In the future, There Will be Robots (Really?)

I just saw an old movie called "Soylent Green," starring Charlton Heston. It takes place in the future, when humans are just hanging on after an environmental disaster, and Heston has to investigate a murder, ducking crooked parties left and right. The full meaning of the revelation at the end of the movie isn't properly explored, but it's a diverting movie nonetheless, and a great opportunity to ponder how people saw the destiny of humanity.
Watching movies' depictions of "the future," you get an idea of the ideas that are really bugging people about the era in which these films are made. Spielberg's Minority Report depicts a world where privacy was gone, and aggressive advertising tactics had completely hijacked our psyches--sounds like a post-Sept 2001 world to me.
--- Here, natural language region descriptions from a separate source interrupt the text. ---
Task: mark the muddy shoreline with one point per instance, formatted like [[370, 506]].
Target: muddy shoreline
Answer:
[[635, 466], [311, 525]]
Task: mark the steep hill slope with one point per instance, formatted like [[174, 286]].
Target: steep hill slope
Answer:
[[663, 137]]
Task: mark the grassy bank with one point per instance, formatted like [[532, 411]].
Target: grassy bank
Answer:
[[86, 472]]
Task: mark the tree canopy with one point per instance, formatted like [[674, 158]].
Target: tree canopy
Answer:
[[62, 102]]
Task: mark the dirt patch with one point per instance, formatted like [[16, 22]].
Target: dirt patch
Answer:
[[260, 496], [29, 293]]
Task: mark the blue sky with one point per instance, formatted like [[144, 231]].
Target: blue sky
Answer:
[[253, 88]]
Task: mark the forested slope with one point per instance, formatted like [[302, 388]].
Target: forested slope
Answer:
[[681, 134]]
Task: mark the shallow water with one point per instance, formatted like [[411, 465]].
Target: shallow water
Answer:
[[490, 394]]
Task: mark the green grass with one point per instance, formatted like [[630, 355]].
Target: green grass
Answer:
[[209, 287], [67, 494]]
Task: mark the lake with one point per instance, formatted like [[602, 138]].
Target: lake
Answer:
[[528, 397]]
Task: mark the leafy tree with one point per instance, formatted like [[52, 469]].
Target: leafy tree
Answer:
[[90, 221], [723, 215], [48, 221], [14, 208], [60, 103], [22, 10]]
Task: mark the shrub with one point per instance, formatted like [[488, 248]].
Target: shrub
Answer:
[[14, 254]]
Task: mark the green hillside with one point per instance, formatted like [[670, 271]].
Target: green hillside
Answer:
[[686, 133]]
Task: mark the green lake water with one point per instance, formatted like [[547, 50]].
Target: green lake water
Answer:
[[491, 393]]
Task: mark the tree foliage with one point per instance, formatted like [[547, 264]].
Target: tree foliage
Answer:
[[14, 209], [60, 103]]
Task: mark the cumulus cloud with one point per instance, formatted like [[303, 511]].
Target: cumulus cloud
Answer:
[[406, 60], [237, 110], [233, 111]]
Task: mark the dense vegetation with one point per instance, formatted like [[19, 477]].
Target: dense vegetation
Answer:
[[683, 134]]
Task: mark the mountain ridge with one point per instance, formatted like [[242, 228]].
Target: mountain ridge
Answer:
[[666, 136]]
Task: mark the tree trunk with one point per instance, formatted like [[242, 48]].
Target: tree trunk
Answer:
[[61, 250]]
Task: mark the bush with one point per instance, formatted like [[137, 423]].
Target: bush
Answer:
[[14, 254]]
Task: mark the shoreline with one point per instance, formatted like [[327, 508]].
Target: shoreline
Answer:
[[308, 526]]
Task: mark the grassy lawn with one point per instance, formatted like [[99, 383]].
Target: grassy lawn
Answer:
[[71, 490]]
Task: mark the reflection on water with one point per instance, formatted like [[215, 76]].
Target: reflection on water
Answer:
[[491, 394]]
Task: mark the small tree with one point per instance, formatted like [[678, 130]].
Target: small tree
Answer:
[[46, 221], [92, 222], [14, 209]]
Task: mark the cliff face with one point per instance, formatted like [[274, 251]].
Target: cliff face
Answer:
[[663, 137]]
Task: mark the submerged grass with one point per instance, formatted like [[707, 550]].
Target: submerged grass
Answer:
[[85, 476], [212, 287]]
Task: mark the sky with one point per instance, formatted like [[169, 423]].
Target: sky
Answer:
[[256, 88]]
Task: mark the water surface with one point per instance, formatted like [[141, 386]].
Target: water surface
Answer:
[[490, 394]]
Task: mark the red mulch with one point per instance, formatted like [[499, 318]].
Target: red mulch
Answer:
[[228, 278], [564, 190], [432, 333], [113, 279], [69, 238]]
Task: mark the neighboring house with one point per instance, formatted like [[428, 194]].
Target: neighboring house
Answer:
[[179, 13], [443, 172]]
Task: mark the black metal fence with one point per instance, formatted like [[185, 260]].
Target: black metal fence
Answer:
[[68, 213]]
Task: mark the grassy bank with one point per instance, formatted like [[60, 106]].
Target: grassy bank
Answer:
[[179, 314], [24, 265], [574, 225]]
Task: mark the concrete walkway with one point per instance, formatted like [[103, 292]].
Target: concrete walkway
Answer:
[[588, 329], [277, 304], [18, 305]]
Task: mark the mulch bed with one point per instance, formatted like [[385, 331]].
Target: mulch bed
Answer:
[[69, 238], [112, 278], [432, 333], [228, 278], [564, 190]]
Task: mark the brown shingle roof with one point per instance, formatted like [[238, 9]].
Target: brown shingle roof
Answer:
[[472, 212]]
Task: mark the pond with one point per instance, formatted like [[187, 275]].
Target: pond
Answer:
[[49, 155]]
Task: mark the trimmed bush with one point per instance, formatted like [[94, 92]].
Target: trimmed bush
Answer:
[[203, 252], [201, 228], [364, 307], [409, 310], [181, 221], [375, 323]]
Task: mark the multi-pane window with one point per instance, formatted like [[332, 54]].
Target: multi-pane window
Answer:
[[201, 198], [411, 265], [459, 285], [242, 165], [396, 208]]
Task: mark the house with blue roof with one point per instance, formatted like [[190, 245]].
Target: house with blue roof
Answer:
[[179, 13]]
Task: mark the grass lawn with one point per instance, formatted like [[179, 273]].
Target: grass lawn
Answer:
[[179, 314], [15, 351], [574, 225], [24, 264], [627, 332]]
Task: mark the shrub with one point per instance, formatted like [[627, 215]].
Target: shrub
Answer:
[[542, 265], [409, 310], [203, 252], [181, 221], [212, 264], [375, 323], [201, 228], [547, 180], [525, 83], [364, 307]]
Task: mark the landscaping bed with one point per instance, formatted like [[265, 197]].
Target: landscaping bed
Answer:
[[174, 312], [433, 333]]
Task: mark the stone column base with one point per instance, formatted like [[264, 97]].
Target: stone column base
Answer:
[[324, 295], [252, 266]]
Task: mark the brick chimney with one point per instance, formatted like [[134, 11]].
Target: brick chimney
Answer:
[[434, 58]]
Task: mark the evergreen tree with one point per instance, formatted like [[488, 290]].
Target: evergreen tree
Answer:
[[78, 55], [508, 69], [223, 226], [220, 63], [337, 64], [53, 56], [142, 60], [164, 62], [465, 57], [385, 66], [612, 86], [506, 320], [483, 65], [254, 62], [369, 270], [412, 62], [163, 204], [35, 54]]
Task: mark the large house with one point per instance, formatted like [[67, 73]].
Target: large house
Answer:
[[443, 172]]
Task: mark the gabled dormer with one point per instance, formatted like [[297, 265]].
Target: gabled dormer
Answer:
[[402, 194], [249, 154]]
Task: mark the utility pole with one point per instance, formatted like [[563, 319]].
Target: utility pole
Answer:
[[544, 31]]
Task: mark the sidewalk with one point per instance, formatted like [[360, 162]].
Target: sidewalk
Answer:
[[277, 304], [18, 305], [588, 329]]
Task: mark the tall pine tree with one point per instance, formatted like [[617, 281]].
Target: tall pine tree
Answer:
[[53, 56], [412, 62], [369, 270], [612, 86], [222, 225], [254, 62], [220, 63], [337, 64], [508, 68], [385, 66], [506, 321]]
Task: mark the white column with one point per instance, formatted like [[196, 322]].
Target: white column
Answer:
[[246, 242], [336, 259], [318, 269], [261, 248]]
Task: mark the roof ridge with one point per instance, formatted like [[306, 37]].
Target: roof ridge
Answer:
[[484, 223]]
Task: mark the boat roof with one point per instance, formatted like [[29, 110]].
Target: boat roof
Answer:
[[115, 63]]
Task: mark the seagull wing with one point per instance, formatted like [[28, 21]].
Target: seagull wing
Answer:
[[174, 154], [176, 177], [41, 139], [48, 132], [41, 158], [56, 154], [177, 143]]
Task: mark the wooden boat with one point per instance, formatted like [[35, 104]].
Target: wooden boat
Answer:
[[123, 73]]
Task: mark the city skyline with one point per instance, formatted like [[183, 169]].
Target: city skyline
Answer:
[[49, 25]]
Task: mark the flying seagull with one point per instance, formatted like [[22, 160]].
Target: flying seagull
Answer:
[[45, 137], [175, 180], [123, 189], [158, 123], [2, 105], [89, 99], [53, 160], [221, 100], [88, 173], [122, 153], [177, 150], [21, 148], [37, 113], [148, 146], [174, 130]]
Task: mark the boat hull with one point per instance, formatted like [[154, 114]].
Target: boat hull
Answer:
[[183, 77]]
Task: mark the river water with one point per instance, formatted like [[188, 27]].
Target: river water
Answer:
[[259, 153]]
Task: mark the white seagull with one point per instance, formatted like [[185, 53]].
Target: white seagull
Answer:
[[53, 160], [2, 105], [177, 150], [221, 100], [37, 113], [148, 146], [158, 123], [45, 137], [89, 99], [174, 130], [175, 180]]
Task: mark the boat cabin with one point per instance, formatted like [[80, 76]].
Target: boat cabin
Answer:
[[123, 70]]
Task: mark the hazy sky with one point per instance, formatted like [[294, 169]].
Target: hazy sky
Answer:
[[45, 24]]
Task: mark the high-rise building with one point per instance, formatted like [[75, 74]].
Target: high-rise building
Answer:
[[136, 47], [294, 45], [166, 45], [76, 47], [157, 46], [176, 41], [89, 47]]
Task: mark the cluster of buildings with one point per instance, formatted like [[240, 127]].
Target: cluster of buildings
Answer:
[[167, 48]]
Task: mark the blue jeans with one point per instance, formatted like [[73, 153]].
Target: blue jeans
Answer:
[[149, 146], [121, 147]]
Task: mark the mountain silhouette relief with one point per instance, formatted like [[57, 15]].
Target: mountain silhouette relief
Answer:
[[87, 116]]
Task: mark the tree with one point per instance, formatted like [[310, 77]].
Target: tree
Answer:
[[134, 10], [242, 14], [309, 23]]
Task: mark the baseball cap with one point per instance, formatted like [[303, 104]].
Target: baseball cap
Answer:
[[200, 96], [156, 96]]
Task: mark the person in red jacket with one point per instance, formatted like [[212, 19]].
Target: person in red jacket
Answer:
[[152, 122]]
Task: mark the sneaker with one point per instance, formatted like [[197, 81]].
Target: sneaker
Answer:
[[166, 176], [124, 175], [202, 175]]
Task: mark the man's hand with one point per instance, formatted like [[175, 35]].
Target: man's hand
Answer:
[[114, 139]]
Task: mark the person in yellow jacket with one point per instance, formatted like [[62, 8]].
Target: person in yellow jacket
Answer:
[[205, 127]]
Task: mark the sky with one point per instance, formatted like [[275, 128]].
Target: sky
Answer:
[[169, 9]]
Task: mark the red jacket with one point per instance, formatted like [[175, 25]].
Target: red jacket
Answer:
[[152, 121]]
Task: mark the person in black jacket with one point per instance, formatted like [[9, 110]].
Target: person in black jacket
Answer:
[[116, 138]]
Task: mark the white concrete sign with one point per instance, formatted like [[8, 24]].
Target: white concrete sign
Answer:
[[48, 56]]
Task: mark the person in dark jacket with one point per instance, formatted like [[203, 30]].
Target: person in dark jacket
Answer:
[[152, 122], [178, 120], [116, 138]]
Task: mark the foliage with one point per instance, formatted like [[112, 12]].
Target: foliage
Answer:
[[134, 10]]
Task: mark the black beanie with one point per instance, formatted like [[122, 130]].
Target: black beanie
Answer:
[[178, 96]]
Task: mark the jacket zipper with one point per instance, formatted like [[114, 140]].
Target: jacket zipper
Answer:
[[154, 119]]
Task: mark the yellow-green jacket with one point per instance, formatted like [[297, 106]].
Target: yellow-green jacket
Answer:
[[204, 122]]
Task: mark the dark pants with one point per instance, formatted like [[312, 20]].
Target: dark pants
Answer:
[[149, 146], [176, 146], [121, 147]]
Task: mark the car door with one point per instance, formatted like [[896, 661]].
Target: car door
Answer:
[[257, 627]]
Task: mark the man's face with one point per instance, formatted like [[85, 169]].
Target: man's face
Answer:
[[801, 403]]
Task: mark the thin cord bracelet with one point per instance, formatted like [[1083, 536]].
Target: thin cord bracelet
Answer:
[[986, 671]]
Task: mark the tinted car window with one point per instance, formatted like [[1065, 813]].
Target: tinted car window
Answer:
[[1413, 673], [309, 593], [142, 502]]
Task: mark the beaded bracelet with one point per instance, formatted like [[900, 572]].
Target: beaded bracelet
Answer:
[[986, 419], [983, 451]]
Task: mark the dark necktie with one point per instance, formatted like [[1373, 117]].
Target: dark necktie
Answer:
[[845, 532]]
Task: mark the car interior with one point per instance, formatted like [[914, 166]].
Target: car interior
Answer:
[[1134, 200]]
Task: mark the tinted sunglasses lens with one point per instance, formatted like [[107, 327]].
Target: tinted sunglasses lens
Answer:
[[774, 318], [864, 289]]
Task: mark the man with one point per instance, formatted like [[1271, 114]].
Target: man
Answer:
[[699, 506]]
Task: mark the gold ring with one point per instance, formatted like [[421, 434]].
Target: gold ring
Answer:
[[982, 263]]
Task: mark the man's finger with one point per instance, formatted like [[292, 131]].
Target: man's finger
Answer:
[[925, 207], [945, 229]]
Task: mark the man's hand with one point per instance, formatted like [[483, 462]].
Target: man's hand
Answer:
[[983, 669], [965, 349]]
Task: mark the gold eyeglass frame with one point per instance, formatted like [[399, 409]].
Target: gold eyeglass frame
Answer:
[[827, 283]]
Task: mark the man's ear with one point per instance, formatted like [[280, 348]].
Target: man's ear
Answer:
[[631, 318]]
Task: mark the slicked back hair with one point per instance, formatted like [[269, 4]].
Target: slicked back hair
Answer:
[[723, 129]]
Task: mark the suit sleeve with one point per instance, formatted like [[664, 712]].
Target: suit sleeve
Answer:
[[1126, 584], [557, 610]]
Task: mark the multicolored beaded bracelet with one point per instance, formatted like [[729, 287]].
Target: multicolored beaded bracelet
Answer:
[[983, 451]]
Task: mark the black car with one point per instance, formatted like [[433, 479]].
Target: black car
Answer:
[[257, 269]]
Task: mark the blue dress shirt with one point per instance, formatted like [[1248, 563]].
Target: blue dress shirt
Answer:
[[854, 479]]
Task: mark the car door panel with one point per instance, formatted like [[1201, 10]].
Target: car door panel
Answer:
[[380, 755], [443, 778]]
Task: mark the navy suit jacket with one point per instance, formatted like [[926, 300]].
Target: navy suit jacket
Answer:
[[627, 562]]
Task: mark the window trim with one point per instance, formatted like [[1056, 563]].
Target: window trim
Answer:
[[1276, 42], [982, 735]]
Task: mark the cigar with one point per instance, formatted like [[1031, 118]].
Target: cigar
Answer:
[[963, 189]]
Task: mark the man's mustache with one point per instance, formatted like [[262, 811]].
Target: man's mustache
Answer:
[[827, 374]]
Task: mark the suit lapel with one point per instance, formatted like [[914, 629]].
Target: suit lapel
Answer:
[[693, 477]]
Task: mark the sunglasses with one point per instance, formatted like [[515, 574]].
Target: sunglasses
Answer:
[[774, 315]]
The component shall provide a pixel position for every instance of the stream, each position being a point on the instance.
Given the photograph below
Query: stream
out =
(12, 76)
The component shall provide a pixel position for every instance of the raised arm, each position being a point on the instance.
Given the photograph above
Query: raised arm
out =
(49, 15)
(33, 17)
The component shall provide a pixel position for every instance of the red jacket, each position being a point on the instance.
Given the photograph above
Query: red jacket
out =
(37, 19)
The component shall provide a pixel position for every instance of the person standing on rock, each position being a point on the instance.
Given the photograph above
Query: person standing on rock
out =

Such movies as Blade Runner and the Terminator series posit that in the future, the machines would take over--I guess that's what folks were worried about during the 1980s when they bought their first Beta VCR's. In seeking to project into the future, these movies date themselves.
Well, Soylent Green is a movie about the near future--2022--but it was made in 1973. Technology is not a big theme here, since the post-disaster world is decidedly primitive, and everyone's just trying to get by. The hero (played by Charlton Heston) lives in an unimpressive flat in a sweltering, crowded city--no one has a job, and everyone mills around, waiting for an excuse to riot. This vision of human life recalls to mind the bleak depiction of New York City during the 1970s in Taxi Driver and Dog Day Afternoon. Heston's from an older generation than De Niro (Taxi Driver), and Pacino (Dog Day Afternoon), and his approach to acting shows it, but the overall feel of them movie--sweaty, gritty, filthy--makes Soylent more about the urban discontent of the 70s than a movie about the future. Even the one instance of "futuristic" technology occurs a short scene in which a young woman plays on a huge arcade-style video game, the likes of which some rich people had in their houses during the 1970s, and the random appearance of black actors--one as the chief of police, another as a sexy live-in girlfriend--falls in line with the politically-conscious casting of token rules during the period. 2022 looks a lot like 1973, except that in 1973 the government wasn't totally corrupt--oh wait, Nixon, right--2022 looks a lot like 1973.